そして、特許異議申立人の言うとおり、刊行物2に、中密度ポリエチレンパウダーであるネオゼックス(登録商標名。三井石油化学株式会社製)の粒径分布図が示されており、この分布図からすると本件第1発明における「平均粒径:0.01〜0.7mm、粒径分布:1.68mm以下が70重量%以上、0.84m以下が50重量%以上、0.21mm以下が1.5重量%以上35重量%以下で、」という構成要件を満足するのかも知れないが、そもそもネオゼックス(登録商標名。三井石油化学株式会社製)はエチレン-ブテン-1共重合体であり(必要ならば特開平5-5972号公報第4頁参照)、本件第1発明における「エチレンと炭素数6以上のα-オレフィンの共単量体」とは別異のものであるから、それから本件第1発明における炭素数6以上の共重合体の平均粒径や粒径分布が示唆されるものではない。

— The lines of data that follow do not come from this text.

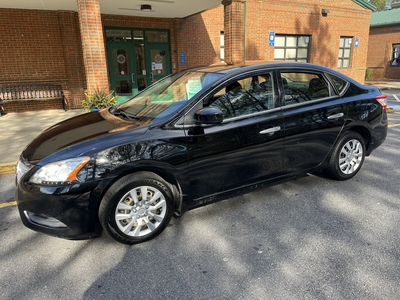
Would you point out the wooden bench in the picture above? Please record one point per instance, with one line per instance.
(15, 93)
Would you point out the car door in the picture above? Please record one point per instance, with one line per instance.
(246, 147)
(314, 115)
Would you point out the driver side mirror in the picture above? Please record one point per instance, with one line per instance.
(209, 116)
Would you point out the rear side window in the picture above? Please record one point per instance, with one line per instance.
(339, 83)
(301, 87)
(246, 96)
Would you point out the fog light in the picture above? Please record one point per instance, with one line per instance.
(44, 220)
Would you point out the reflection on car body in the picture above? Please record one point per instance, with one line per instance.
(195, 137)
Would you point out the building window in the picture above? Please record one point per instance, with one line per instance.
(345, 52)
(222, 45)
(292, 47)
(396, 55)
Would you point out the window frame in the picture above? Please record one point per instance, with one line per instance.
(307, 41)
(331, 90)
(395, 55)
(342, 57)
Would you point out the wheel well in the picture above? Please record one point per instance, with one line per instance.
(364, 132)
(167, 176)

また、刊行物3には、三井石油化学株式会社製のウルトゼックス(登録商標名。L-LDPE)やネオゼックス(登録商標名。MDPE)がフィルム・シート用樹脂材に使用され、引き裂き性に優れるという特徴を有することが記載されているが、顆粒や粉体であるか否かはもとより、その平均粒径や粒度分布については何ら記載されていない。
さらに、刊行物4には、触媒系に特徴を有するエチレン-α-オレフィン(炭素数3〜8)共重合体の製造法に特徴を有する発明について記載がされ、それによって得られた共重合体は0.5〜1.3mm程度の直径の平均粒径をもつ顆粒状材料であり、直径が0.1mm以下の微粉を4.0%以下含有することが記載されているが、微粉の割合が記載されているだけでは到底本件第1発明における3点の粒子径でその割合を規定する「1.68mm以下が70重量%以上、0.84m以下が50重量%以上、0.21mm以下が1.5重量%以上35重量%以下であること」という粒径分布を示唆するものとは言えない。

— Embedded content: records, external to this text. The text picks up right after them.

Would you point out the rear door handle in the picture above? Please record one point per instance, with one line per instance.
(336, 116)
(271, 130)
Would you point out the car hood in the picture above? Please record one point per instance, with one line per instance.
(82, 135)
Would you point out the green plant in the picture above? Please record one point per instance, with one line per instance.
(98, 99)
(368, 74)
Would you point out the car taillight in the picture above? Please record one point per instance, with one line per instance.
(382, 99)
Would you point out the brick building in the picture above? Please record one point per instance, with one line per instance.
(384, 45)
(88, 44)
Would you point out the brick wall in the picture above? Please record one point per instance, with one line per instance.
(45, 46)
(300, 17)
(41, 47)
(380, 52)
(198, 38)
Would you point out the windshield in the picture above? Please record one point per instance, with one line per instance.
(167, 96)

その他、特許異議申立期間経過後に提出された刊行物5には、エチレンと炭素数6以上のα-オレフィンを共重合させたHAOについての記載はあるが、その平均粒径や粒径分布については何ら記載されていない。
してみると、本件第1発明と刊行物1に記載された発明との相違点である(3)の平均粒径や相違点(4)の粒径分布の点についてだけでも、刊行物2〜5の記載を併せても本件第1発明が容易に想到し得るものであるとは言えない。
そして、平均粒径が本件第1発明における数値範囲を満足するが粒径分布の点で本件第1発明における数値範囲を満足しない比較例8及び13に較べて、本件第1発明の実施例4〜10はいずれも、引張強度、透湿度、引裂強度などの点で優れていることが認められるのである。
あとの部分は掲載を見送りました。